Nos pusimos en marcha cuando voló el último de los
zorzales. Yo hice en la tierra una marca con la punta
del pie.

Caminamos, todo el día caminamos. Éramos tres, cinco,
a veces nueve.

El más viejo de nosotros hablaba en voz alta pero sus
palabras no coincidían con lo que podíamos ver.

Cada uno llevaba sus señales y el cuerpo para
interpretarlas.

Ya bien entrada la segunda noche encendimos un fuego.

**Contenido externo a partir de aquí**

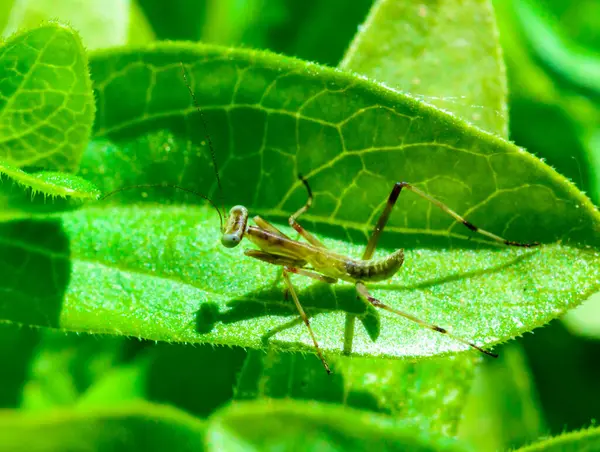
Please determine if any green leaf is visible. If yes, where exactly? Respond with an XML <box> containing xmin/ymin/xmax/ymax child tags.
<box><xmin>0</xmin><ymin>24</ymin><xmax>99</xmax><ymax>216</ymax></box>
<box><xmin>0</xmin><ymin>44</ymin><xmax>600</xmax><ymax>364</ymax></box>
<box><xmin>458</xmin><ymin>342</ymin><xmax>548</xmax><ymax>450</ymax></box>
<box><xmin>206</xmin><ymin>400</ymin><xmax>463</xmax><ymax>451</ymax></box>
<box><xmin>0</xmin><ymin>24</ymin><xmax>94</xmax><ymax>171</ymax></box>
<box><xmin>235</xmin><ymin>350</ymin><xmax>476</xmax><ymax>435</ymax></box>
<box><xmin>340</xmin><ymin>0</ymin><xmax>508</xmax><ymax>137</ymax></box>
<box><xmin>77</xmin><ymin>343</ymin><xmax>246</xmax><ymax>417</ymax></box>
<box><xmin>517</xmin><ymin>427</ymin><xmax>600</xmax><ymax>452</ymax></box>
<box><xmin>520</xmin><ymin>320</ymin><xmax>600</xmax><ymax>435</ymax></box>
<box><xmin>0</xmin><ymin>403</ymin><xmax>205</xmax><ymax>452</ymax></box>
<box><xmin>21</xmin><ymin>329</ymin><xmax>125</xmax><ymax>410</ymax></box>
<box><xmin>515</xmin><ymin>1</ymin><xmax>600</xmax><ymax>94</ymax></box>
<box><xmin>3</xmin><ymin>0</ymin><xmax>130</xmax><ymax>49</ymax></box>
<box><xmin>0</xmin><ymin>322</ymin><xmax>40</xmax><ymax>408</ymax></box>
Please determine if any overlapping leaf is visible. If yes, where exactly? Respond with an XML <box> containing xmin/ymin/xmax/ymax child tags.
<box><xmin>0</xmin><ymin>24</ymin><xmax>98</xmax><ymax>210</ymax></box>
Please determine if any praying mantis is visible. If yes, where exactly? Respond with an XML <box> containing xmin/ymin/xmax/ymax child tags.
<box><xmin>103</xmin><ymin>63</ymin><xmax>539</xmax><ymax>374</ymax></box>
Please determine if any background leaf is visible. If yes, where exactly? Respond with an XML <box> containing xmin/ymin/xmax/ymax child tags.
<box><xmin>458</xmin><ymin>342</ymin><xmax>547</xmax><ymax>450</ymax></box>
<box><xmin>236</xmin><ymin>350</ymin><xmax>477</xmax><ymax>436</ymax></box>
<box><xmin>0</xmin><ymin>24</ymin><xmax>94</xmax><ymax>171</ymax></box>
<box><xmin>3</xmin><ymin>0</ymin><xmax>132</xmax><ymax>49</ymax></box>
<box><xmin>2</xmin><ymin>45</ymin><xmax>598</xmax><ymax>364</ymax></box>
<box><xmin>0</xmin><ymin>403</ymin><xmax>204</xmax><ymax>451</ymax></box>
<box><xmin>0</xmin><ymin>24</ymin><xmax>99</xmax><ymax>215</ymax></box>
<box><xmin>207</xmin><ymin>401</ymin><xmax>462</xmax><ymax>451</ymax></box>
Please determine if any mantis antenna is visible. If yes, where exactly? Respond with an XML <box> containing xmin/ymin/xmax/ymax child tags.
<box><xmin>180</xmin><ymin>62</ymin><xmax>225</xmax><ymax>226</ymax></box>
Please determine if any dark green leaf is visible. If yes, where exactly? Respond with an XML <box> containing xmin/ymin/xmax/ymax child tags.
<box><xmin>206</xmin><ymin>401</ymin><xmax>463</xmax><ymax>451</ymax></box>
<box><xmin>340</xmin><ymin>0</ymin><xmax>508</xmax><ymax>137</ymax></box>
<box><xmin>4</xmin><ymin>0</ymin><xmax>130</xmax><ymax>49</ymax></box>
<box><xmin>495</xmin><ymin>1</ymin><xmax>600</xmax><ymax>204</ymax></box>
<box><xmin>0</xmin><ymin>403</ymin><xmax>205</xmax><ymax>452</ymax></box>
<box><xmin>1</xmin><ymin>44</ymin><xmax>600</xmax><ymax>364</ymax></box>
<box><xmin>517</xmin><ymin>427</ymin><xmax>600</xmax><ymax>452</ymax></box>
<box><xmin>21</xmin><ymin>329</ymin><xmax>125</xmax><ymax>410</ymax></box>
<box><xmin>459</xmin><ymin>342</ymin><xmax>548</xmax><ymax>450</ymax></box>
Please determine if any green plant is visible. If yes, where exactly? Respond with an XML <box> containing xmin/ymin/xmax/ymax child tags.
<box><xmin>0</xmin><ymin>0</ymin><xmax>600</xmax><ymax>450</ymax></box>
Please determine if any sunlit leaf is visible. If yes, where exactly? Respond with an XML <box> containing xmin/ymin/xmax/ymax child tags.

Uno que había estado con nosotros desde el principio
se quedó dormido junto a mí y comenzó a hablar entre
sueños. Por aquí pasa el agua, dijo.

¿En dónde?

No puedo señalar dónde.

Y con un movimiento volvió a su sueño. Lo cubrí con
una manta y me quedé callado mirando las brasas
apagarse.

Uno cargaba un puñado de monedas. Uno más llevaba
colgando en el pecho un nombre. Otro iba arrastrando
un cajón de madera sobre la grava. Yo quería andar sin
doblarme, sostener mi propio peso en vertical. Queríamos
resguardar nuestra procedencia.

Llevábamos una piedra en el zapato, granos para
las aves, lo más preciado que reunimos bajo la bóveda.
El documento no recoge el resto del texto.